Organized workstation: Organize your desk, your hard-copy and computer files and your e-mail folders so you can find things easily. Far too much time is wasted searching for lost information.
Avoid disruptions: One of the reasons that causes problem in management is interruptions while performing tasks. It is very important for an individual to concentrate completely while doing any activity, as it can cause errors. Therefore, disruptions of any type can hamper the quality of work and increases the chances of occurrence of fault.
Cooperate and collaborate: Colleagues will expect your work to be done on time, so be sure to avoid any delays. In order to be safe; build extra time into the project time line to counteract unexpected snags, miscommunications or missed deadlines.
Avoid unnecessary follow-ups: If you pass the buck or assign work to someone else, let it go unless it is your specific responsibility to oversee it. Too many men waste valuable time listening to or reading reports about someone else’s project. If your colleagues’ research or business responsibilities do not impact your day-to-day work, job performance or career goals, you should only express an interest by way of supportive conversation.

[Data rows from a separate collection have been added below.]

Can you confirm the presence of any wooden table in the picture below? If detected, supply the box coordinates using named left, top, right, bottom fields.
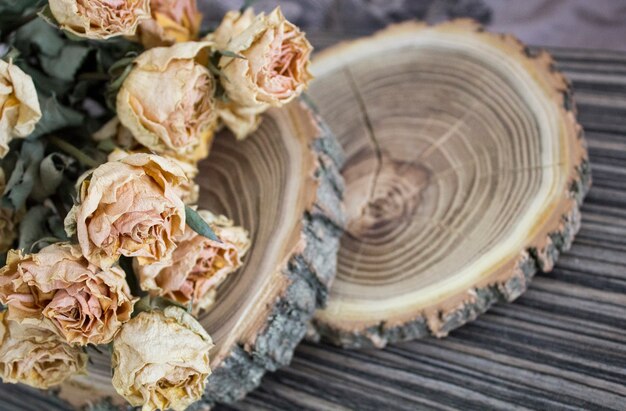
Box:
left=0, top=45, right=626, bottom=411
left=214, top=49, right=626, bottom=410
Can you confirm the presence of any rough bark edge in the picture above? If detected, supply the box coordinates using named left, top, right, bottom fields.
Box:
left=308, top=19, right=591, bottom=349
left=50, top=98, right=346, bottom=411
left=190, top=102, right=346, bottom=410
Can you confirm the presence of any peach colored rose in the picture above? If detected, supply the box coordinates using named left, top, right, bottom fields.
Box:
left=219, top=8, right=313, bottom=111
left=0, top=243, right=134, bottom=345
left=0, top=60, right=41, bottom=158
left=112, top=306, right=213, bottom=411
left=139, top=0, right=202, bottom=48
left=135, top=211, right=250, bottom=313
left=65, top=153, right=187, bottom=269
left=48, top=0, right=150, bottom=40
left=206, top=7, right=255, bottom=50
left=116, top=42, right=217, bottom=161
left=0, top=312, right=87, bottom=390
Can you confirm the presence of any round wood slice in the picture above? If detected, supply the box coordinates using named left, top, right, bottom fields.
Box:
left=52, top=102, right=344, bottom=410
left=310, top=20, right=590, bottom=347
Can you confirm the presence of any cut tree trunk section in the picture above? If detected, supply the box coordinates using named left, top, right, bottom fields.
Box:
left=310, top=20, right=590, bottom=347
left=53, top=102, right=344, bottom=410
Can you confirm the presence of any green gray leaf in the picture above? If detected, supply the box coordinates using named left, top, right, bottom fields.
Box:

Cancel routine meetings: Determine if meetings are absolutely necessary. If they are, establish an agenda and stay on track such as start and end on time. If your presence is not essential for the entire weekly operations review meeting, ask your boss privately if it might be appropriate for you to leave early.
Keep busy: Keep your skills sharp by having at least one project on the go at all times. Two or more is even better, as it gives you the opportunity to switch gears and concentrate on something else for a change of pace. Working on different projects simultaneously ensures that you always have something to work on. It also keeps your mind active and your perspective fresh.
Pick your projects carefully: Make sure your work has value for the company and that it makes the best use of your skills. There may be good reasons to decline a request to sit on a committee or to refuse to take on an additional project. You will earn a lot more respect by collaborating with a colleague whose expertise complements yours than by taking on additional work on your own, overburdening yourself and burning out.
Avoid delays: Habitual procrastination is often a sign of dissatisfaction. It’ is human nature to postpone unpleasant tasks. For this schedule some of the more fun aspects of the project to follow the negative ones. In case you continually put things off and miss deadlines, perhaps you should look carefully at your current job, your career goals, your strengths, and your interests.
Reward yourself: Time management is not entirely about work; it also involves scheduling some downtime to relax and recharge. Plan rewards once your tasks are completed. This could mean planning a vacation or little breaks.